A teenager and his girlfriend come into the store right after opening time one day. They rent a single $1 movie. Fernando fills out the rental slip, tells them the total, and goes to retrieve the disc.
When Fernando returns he looks down to see Ben Franklin's face stamped upon the bill resting on the countertop.
“You don't have anything smaller?” Fernando asks.
“I want to break it,” says the teenager in response.
“I recognize this fact. But it's a one hundred dollar bill. I just opened, and cashing change for that would effectively ruin my till for the rest of the day.”
“I want to break it,” the young man repeats. “You have to take it because that's what I'm paying with.”

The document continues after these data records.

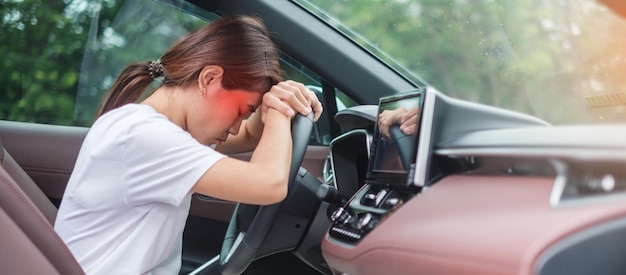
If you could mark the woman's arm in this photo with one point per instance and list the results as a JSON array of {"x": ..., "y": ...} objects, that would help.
[{"x": 261, "y": 181}]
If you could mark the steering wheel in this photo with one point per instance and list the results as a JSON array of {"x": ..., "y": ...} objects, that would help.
[{"x": 239, "y": 248}]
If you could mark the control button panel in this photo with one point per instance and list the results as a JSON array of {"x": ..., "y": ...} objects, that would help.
[{"x": 364, "y": 212}]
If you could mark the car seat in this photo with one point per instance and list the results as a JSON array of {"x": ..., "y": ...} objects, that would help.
[
  {"x": 27, "y": 185},
  {"x": 35, "y": 227}
]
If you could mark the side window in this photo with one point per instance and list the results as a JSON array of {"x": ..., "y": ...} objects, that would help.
[
  {"x": 60, "y": 57},
  {"x": 294, "y": 70},
  {"x": 58, "y": 64}
]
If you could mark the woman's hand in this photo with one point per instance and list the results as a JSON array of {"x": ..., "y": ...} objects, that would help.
[{"x": 290, "y": 97}]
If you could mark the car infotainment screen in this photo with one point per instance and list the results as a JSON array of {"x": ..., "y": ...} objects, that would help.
[{"x": 394, "y": 144}]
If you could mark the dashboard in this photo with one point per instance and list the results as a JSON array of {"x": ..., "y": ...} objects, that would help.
[{"x": 474, "y": 190}]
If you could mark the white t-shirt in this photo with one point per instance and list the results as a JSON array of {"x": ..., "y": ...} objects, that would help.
[{"x": 127, "y": 201}]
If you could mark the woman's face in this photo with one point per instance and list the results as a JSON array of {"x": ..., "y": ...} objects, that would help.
[{"x": 219, "y": 113}]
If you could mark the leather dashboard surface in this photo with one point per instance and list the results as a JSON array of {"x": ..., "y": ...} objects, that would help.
[{"x": 468, "y": 224}]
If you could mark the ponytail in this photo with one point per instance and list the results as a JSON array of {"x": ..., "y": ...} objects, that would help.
[
  {"x": 239, "y": 44},
  {"x": 129, "y": 86}
]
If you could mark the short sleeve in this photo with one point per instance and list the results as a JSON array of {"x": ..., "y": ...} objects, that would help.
[{"x": 162, "y": 162}]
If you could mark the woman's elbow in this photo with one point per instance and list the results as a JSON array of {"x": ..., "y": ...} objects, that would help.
[{"x": 277, "y": 192}]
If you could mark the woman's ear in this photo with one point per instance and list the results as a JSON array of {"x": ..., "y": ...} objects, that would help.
[{"x": 210, "y": 75}]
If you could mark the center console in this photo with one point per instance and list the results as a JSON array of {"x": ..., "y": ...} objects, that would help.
[{"x": 388, "y": 179}]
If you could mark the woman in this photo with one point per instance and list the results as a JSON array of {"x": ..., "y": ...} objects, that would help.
[{"x": 125, "y": 206}]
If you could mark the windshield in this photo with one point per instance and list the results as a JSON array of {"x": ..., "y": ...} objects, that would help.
[{"x": 561, "y": 61}]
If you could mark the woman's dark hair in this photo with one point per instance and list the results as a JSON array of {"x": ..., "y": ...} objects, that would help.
[{"x": 239, "y": 44}]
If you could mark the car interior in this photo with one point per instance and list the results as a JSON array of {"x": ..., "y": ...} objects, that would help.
[{"x": 472, "y": 189}]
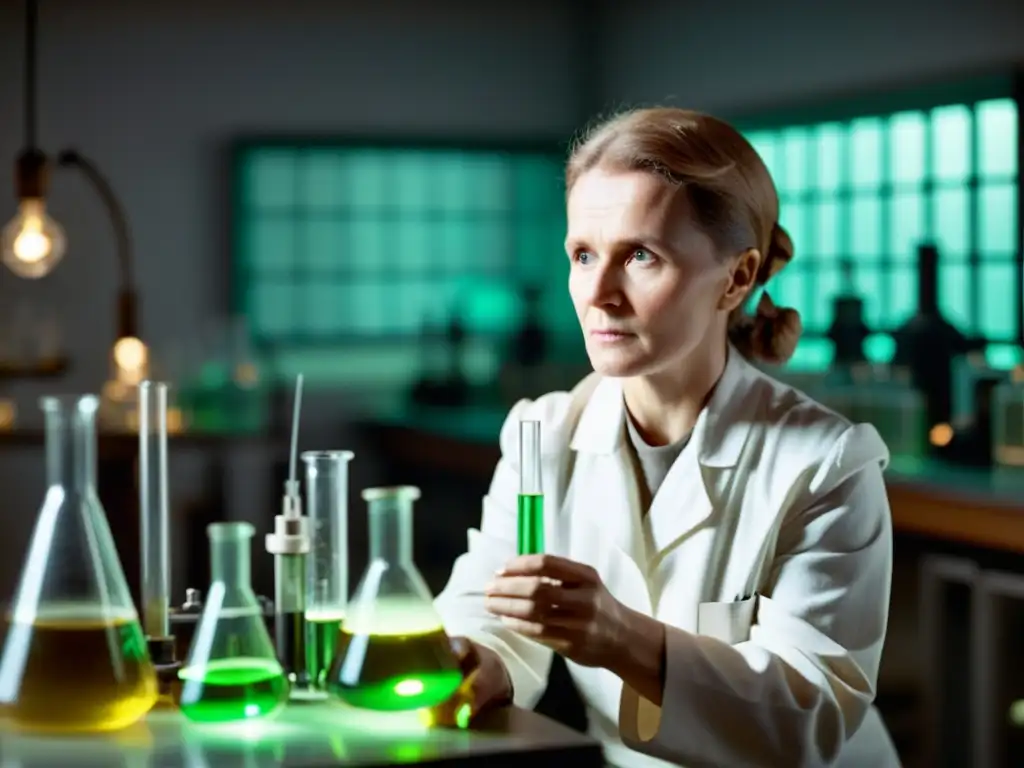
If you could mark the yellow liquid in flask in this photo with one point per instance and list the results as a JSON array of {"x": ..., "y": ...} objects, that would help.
[
  {"x": 393, "y": 657},
  {"x": 82, "y": 673}
]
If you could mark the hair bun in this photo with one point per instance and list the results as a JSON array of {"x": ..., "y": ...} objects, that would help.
[{"x": 776, "y": 332}]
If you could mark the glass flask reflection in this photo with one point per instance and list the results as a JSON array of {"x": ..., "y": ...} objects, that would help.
[
  {"x": 327, "y": 564},
  {"x": 231, "y": 672},
  {"x": 392, "y": 653},
  {"x": 75, "y": 658}
]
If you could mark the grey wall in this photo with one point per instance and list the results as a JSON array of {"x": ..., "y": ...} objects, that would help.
[{"x": 153, "y": 91}]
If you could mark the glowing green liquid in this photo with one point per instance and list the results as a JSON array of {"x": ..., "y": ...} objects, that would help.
[
  {"x": 322, "y": 643},
  {"x": 530, "y": 523},
  {"x": 232, "y": 689},
  {"x": 393, "y": 673}
]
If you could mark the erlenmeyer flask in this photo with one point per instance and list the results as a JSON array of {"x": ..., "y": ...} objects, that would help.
[
  {"x": 75, "y": 658},
  {"x": 392, "y": 650},
  {"x": 232, "y": 671}
]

“Okay, fine then. Hang on a second.” Fernando takes the hundred and heads to his deposit envelope. He places the hundred inside and withdraws an equivalent amount of change: four twenties and a pair of tens. Then he hands the twenties and one ten over.
The other one he makes change for. It just so happens that somebody the day before had paid for couple rentals all in quarters, dimes, and nickels, so Fernando was able to clean that clutter out of his till. The remaining difference he reaches through ones. “There ya go.”
“Dude, that ain't cool,” the teen whines, nonetheless taking the money and sequestering it.
“Neither is paying with a hundred when you have a one dollar bill right there, after I told you how big a pain in the ass it would be to change out from my start till,” says Fernando, pointing to a piece of crinkled, Washington-emblazoned paper money the customer has nestled in his wallet. Then Fernando smiles. “Have a nice day.”